Published online by Cambridge University Press: 05 August 2014
Introduction
Regularly, in courtrooms around Sri Lanka, judges and Buddhist monks find themselves, quite literally, in a standoff. Sri Lanka’s code of civil procedure stipulates that all persons must rise when a judge enters the courtroom. However, Buddhist custom dictates that monks, on account of their spiritual superiority, must never rise to greet non-monks, judges included. So, when a judge enters a courtroom with monks present, there is a dilemma: Who stands in deference to whom? Religious and civil authorities collide, before a word is even spoken.
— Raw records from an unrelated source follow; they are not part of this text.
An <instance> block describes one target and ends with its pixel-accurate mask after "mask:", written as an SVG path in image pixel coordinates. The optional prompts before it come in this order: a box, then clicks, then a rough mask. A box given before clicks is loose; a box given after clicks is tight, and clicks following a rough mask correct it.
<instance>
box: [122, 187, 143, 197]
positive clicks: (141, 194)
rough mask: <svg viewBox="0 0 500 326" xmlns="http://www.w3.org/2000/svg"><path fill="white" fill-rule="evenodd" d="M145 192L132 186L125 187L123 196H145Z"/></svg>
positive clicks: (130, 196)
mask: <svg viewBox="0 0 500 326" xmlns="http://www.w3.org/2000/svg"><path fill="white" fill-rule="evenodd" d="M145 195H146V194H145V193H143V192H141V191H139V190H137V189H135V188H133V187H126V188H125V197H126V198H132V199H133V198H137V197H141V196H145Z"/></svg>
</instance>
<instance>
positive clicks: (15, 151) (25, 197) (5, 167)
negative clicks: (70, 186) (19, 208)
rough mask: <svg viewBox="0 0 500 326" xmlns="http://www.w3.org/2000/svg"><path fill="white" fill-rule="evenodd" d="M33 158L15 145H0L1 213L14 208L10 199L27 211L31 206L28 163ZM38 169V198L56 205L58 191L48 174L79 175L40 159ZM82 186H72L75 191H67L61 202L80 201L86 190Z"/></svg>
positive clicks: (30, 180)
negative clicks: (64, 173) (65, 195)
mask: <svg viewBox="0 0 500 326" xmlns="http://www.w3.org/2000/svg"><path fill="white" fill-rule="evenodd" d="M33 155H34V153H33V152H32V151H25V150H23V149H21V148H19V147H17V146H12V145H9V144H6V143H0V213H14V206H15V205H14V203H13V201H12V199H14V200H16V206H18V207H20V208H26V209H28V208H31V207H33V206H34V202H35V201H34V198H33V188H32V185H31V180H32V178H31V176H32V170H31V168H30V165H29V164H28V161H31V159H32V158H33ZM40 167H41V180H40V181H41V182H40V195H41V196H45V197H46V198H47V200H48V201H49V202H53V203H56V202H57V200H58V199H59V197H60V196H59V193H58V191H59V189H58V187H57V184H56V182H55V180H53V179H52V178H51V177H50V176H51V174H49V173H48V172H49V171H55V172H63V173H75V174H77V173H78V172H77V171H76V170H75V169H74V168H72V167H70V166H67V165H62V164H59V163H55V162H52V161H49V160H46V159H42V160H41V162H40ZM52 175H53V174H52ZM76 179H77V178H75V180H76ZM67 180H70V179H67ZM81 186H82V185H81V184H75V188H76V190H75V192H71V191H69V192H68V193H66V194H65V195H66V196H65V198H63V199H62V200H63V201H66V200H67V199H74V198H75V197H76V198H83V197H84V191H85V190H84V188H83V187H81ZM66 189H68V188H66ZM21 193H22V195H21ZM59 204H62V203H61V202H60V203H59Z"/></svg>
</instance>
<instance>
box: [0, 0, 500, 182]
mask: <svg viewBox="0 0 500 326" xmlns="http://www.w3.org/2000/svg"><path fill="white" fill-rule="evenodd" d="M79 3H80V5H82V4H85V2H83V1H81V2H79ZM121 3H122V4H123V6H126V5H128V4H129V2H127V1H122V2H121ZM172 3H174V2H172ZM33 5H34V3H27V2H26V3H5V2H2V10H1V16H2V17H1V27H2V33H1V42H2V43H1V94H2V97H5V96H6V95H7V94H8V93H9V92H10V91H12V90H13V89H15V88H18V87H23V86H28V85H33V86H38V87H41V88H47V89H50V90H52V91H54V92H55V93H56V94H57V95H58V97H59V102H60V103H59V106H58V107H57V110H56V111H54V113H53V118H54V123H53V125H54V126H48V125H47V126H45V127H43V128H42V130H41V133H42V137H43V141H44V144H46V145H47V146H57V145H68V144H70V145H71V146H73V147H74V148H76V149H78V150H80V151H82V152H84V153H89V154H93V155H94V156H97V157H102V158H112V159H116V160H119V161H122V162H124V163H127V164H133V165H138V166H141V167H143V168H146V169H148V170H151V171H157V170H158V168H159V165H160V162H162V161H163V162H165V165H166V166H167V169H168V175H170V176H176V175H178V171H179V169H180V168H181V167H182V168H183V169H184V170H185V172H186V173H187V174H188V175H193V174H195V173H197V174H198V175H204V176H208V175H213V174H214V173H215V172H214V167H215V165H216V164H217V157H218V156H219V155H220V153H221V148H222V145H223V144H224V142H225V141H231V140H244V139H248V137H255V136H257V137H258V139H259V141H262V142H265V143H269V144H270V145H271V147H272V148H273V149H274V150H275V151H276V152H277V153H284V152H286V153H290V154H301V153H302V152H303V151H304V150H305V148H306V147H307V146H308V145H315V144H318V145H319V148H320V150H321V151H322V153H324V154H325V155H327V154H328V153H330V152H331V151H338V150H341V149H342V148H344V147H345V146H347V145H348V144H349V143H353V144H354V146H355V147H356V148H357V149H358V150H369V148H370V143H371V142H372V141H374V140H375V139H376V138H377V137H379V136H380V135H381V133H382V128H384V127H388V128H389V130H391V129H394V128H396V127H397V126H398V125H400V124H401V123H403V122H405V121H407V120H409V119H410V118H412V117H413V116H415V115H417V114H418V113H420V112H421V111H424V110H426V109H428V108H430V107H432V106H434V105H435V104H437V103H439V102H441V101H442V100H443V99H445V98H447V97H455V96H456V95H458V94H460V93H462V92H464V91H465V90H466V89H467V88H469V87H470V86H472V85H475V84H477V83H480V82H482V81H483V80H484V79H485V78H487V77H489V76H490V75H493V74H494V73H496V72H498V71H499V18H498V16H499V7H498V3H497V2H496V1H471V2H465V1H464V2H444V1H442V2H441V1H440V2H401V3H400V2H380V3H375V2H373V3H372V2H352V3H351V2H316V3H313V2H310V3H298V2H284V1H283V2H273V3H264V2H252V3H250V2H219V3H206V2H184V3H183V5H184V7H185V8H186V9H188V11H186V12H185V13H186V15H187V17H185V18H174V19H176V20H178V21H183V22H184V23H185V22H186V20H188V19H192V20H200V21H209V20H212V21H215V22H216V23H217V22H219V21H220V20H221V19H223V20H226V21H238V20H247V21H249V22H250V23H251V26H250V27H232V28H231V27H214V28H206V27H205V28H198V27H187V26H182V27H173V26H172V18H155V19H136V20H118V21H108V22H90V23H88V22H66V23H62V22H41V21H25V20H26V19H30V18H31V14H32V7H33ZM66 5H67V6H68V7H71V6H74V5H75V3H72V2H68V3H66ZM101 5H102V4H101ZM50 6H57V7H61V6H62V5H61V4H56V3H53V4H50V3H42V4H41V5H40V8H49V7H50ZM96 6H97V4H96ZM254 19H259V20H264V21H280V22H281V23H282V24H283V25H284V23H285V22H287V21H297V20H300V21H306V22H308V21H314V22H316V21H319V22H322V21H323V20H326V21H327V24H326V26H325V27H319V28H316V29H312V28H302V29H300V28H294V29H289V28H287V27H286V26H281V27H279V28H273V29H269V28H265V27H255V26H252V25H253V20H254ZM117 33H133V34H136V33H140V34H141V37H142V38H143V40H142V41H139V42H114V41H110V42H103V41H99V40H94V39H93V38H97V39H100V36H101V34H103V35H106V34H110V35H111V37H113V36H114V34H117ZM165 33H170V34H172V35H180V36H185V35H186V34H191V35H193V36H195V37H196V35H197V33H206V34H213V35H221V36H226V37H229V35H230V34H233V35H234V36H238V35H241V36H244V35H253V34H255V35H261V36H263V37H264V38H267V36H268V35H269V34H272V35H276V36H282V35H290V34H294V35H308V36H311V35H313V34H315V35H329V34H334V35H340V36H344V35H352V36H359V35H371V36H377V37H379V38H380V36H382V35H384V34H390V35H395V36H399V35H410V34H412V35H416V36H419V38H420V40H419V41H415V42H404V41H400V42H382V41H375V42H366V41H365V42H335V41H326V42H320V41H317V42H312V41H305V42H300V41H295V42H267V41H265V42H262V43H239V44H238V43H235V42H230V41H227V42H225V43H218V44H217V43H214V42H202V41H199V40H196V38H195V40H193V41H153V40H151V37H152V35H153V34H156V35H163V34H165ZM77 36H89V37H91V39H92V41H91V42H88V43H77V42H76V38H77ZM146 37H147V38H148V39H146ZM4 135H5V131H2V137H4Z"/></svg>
The dilemma of competing political and religious authority has a long history in Buddhism. Pāli Buddhist texts tend to conceive of the relationship in two opposing ways. In certain places, Pāli sources insinuate the dominance of political authority by describing the rights of kings to periodically “cleanse” (sodheti) local monastic fraternities of impious or heterodox monks. In other places, Pāli texts suggest the superiority of religious authority by describing monks as assessing the virtues, beneficence, and legitimacy of kings. Taken as a whole, Pāli Buddhist texts portray the links between state and religious authorities as a kind of reciprocity or tension (depending on how one reads it) in which rulers guarantee the piety of monks and monks guarantee the righteousness of rulers – each side claiming to protect, in a broad sense, the vitality of Buddhism in the world.